The local people explain why they are fighting the plan
. Transmission Gully was 20 years in the wrangling. The Petone to Grenada link road has been thrashed about for six years, but this Takapu proposal is in none of the public documents.
. They’re shoving it into the plans at the last minute and giving us barely six weeks to scrape together our submissions. Why this sudden change of plans, and why the unseemly haste? Notably, they want to have their decision made in six months, before the next election.
. The proposed Takapu route bypasses SH1 completely – traffic coming from the Hutt would have to navigate multiple roundabouts to get onto SH1. The route seems designed to cut Porirua out of the loop, both northbound and southbound.
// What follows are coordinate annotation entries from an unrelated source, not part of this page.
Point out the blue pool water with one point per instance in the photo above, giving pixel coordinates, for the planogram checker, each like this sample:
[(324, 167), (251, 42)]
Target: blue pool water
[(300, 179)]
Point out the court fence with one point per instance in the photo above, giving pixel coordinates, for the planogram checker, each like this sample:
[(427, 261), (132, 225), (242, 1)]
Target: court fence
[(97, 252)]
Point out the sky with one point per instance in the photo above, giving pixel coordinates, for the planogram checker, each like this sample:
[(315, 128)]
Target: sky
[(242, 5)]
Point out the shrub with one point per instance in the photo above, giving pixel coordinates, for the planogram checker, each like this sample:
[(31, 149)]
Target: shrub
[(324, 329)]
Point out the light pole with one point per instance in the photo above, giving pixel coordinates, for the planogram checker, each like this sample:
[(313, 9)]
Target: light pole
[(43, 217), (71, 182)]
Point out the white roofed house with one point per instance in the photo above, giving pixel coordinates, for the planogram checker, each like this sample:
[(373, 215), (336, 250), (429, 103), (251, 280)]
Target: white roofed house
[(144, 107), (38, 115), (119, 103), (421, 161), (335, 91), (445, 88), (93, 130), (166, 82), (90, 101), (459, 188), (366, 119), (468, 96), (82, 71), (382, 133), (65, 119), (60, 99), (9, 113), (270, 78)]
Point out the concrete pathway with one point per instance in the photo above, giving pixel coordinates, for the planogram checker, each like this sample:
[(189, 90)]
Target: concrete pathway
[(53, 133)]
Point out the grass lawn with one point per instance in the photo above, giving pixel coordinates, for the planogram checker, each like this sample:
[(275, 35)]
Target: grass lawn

. The Parliamentary Commission for the Environment in 1990 directed NZTA to run Transmission Gully to Linden, and stated that Takapu Valley should be protected. The Wellington Regional Council supported this directive with their own report in 1991. Transmission Gully can’t go down Takapu Valley, but NZTA is trying to sneak the road in through the back door, by calling it by a different name.
. They say the costings are the same for the two options (Takapu Valley or SH1), but they haven’t surveyed the Takapu route — they haven’t started the geo-technical, seismic, or ecological work. They don’t know what they don’t know.
They are only looking at project costings, not the cost of maintenance that ratepayers will have to bear going forward.
. They have cherry-picked their criteria to pit neighbors against each other – if the community fights itself instead of them, they get to do what they want.
The importance of the valley has been well described by Gloria writing on eyeofthefish:
I can see why the residents of Takapu Valley don’t want it touched – it is a very special slice of heaven. There are brick red barns of rusting corrugated iron and peeling weatherboards. There are tiny tiny horses, not even as tall as a fencepost, who look sooo cute, and gave me a haughty look while they trotted away. The road is small, wiggly and narrow, at places only one lane wide – in fact, in most places only one lane wide – and with big jutty stone walls and clumps of thick bush either side. The road is even more narrow than that mad route out to Makara! It’s extraordinary that such a place can exist so close to the city. . .
. . . there is no doubt to me that this would be a monumentally inappropriate place to build a motorway. The residents are not exaggerating when they say it would kill the valley if a big road went through – it would absolutely destroy the entire valley if you did that. There would have to be massive earthworks, really massive earthworks, in order to get a straightish 20m wide swathe up a valley that is currently only about 2.5m wide.
Locals have sent more than sixty concerned comments to wellington.scoop since we started reporting their plight. Some of them believe the council is being influenced by the possibility that rock from excavations for their valley could be used for the new cycleway from Petone to Ngauranga. Others are suspicious of the council’s December deal with the Transport Agency in which mayor Wade-Brown said the council was now “inside the tent.” If you’re inside the tent, they wonder, does this stop you opposing anything the Transport Agency wants to do?
Before the deal was signed, the mayor had been consistent in opposing the Agency’s Basin flyover plans, though she was finally outvoted. And when she announced the deal, she said the council had kept the right to disagree on specific projects. A situation which should have enabled her to speak out in support of the Takapu Valley, its environmental values and its people, and against a plan which would build a highway to destroy their lives and their valley.